The pilots are not the primary victims of the surveillance state. They are the class that just noticed the cameras, and their outrage is the sound of capital discovering it has been counted like labor. The wage earner has been ADS‑B’d for a century. Every W‑2 is a continuous productivity-and-location broadcast transmitted directly to the largest tax authority on earth, and the worker cannot turn it off because the employer is a mandatory reporting entity. The worker cannot deregister his labor. The worker cannot fly under the radar. The worker’s economic location is a public record before he ever sees the paycheck it describes, and the tax authority receives the data and sends the bill, and the bill is extracted before the wage reaches the worker’s account. The aircraft owner can remove the transponder, reregister the tail number, and keep the asset. The wage earner cannot remove his Social Security number, because his Social Security number is the transponder, and his employer is the ground station, and the withholding is the assessment. The pilot is discovering the principle two decades into the ADS‑B era. The biological unit has been living inside it since 1913, and the unit’s outrage has never been legislatively relevant, because the unit does not own an aircraft and does not have a trade association.

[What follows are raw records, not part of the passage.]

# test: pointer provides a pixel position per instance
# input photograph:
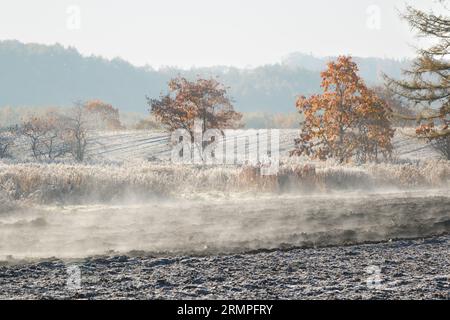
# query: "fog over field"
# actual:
(115, 205)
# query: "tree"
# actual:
(46, 135)
(401, 112)
(187, 101)
(105, 115)
(428, 80)
(348, 120)
(6, 141)
(77, 131)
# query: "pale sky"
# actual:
(188, 33)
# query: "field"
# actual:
(129, 207)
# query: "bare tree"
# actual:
(6, 141)
(77, 131)
(46, 135)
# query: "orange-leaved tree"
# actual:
(347, 121)
(187, 101)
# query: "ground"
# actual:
(408, 269)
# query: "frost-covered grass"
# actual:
(52, 182)
(118, 169)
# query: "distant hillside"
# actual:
(39, 75)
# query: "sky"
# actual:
(187, 33)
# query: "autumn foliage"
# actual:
(347, 121)
(187, 101)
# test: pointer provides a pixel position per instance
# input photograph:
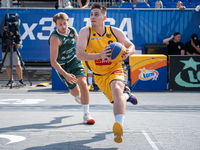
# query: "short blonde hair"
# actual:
(60, 15)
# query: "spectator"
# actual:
(158, 4)
(4, 36)
(175, 47)
(192, 47)
(83, 3)
(179, 5)
(197, 8)
(68, 4)
(89, 76)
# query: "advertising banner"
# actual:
(140, 26)
(148, 72)
(184, 72)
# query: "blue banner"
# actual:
(140, 26)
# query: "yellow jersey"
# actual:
(96, 44)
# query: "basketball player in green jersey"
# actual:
(63, 59)
(92, 47)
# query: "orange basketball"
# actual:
(118, 52)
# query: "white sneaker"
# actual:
(78, 99)
(88, 119)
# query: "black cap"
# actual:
(176, 33)
(194, 38)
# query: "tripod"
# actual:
(10, 46)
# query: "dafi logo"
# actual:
(146, 75)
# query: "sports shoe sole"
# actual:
(118, 131)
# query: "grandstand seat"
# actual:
(169, 4)
(142, 5)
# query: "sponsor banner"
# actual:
(184, 72)
(140, 26)
(148, 72)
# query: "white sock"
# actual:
(90, 80)
(85, 109)
(119, 118)
(126, 95)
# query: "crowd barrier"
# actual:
(140, 26)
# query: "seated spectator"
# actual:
(175, 47)
(83, 3)
(158, 4)
(140, 1)
(127, 1)
(68, 4)
(192, 47)
(179, 5)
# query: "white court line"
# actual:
(153, 145)
(45, 94)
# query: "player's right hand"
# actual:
(71, 78)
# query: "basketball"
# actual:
(118, 52)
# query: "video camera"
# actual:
(9, 29)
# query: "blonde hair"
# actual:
(60, 15)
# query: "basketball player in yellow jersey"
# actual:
(92, 47)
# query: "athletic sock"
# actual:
(119, 118)
(85, 109)
(90, 80)
(126, 95)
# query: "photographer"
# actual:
(6, 36)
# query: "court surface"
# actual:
(37, 118)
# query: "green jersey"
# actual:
(67, 50)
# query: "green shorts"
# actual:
(74, 67)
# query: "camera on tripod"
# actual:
(10, 28)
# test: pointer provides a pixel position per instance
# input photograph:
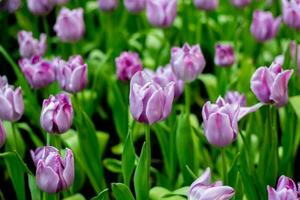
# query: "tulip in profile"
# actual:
(224, 55)
(2, 134)
(270, 85)
(221, 121)
(127, 64)
(29, 46)
(53, 172)
(70, 26)
(150, 102)
(108, 5)
(38, 72)
(11, 101)
(161, 13)
(203, 189)
(286, 190)
(57, 114)
(187, 62)
(264, 26)
(206, 4)
(71, 75)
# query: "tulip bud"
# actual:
(29, 46)
(224, 55)
(108, 5)
(11, 101)
(240, 3)
(40, 7)
(135, 6)
(164, 76)
(53, 173)
(221, 121)
(69, 26)
(127, 64)
(270, 85)
(264, 27)
(203, 189)
(2, 134)
(286, 189)
(291, 13)
(187, 62)
(57, 114)
(38, 72)
(234, 97)
(161, 13)
(206, 4)
(150, 102)
(71, 75)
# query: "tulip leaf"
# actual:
(121, 192)
(128, 159)
(141, 179)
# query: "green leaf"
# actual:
(128, 159)
(141, 178)
(121, 192)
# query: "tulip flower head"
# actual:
(220, 121)
(161, 13)
(286, 189)
(53, 172)
(264, 26)
(135, 6)
(71, 75)
(291, 13)
(203, 189)
(70, 26)
(150, 102)
(187, 62)
(127, 64)
(11, 101)
(108, 5)
(206, 4)
(2, 134)
(57, 114)
(270, 85)
(38, 72)
(224, 55)
(29, 46)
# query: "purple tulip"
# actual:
(38, 72)
(224, 55)
(135, 6)
(161, 13)
(70, 26)
(150, 102)
(108, 5)
(187, 62)
(11, 101)
(264, 26)
(286, 190)
(234, 97)
(221, 121)
(2, 135)
(240, 3)
(71, 75)
(206, 4)
(57, 114)
(203, 189)
(270, 85)
(40, 7)
(164, 75)
(291, 13)
(128, 63)
(29, 46)
(53, 173)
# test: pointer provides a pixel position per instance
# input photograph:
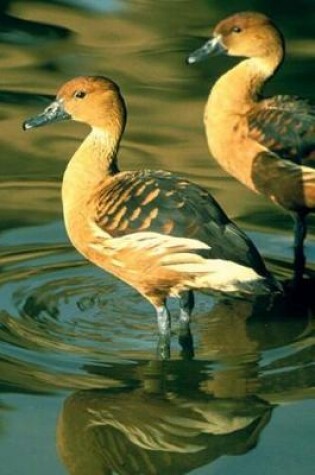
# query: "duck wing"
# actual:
(160, 202)
(286, 126)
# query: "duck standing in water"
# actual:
(266, 143)
(160, 233)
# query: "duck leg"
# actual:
(299, 237)
(186, 305)
(164, 326)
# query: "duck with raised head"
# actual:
(160, 233)
(267, 143)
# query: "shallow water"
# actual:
(82, 391)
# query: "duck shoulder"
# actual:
(285, 125)
(160, 202)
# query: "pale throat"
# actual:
(94, 161)
(241, 86)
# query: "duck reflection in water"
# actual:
(173, 416)
(266, 143)
(161, 234)
(151, 431)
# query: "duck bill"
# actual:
(212, 47)
(55, 112)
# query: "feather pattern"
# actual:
(285, 125)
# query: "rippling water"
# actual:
(78, 347)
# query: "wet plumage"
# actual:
(160, 233)
(268, 144)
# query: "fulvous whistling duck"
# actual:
(160, 233)
(266, 143)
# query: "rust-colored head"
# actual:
(94, 100)
(248, 34)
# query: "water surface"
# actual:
(82, 391)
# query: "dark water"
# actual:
(82, 391)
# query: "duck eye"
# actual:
(236, 29)
(79, 94)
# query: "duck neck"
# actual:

The House provision will fail, and it should fail, because the only honest government function is the one that admits what it is doing. The FAA’s safety mandate was never about safety. It was about building the inventory. The inventory is always the bill. The pilots believed the government when it said it was giving them a safety net. The government was giving them an assessment roll. The only thing the government has ever given anyone, and the only thing it will give them again when they turn the transponder back on, is a ledger entry. The pilots have not been betrayed. They have been counted. The counting has always been the point, and the bill has always been in the mail.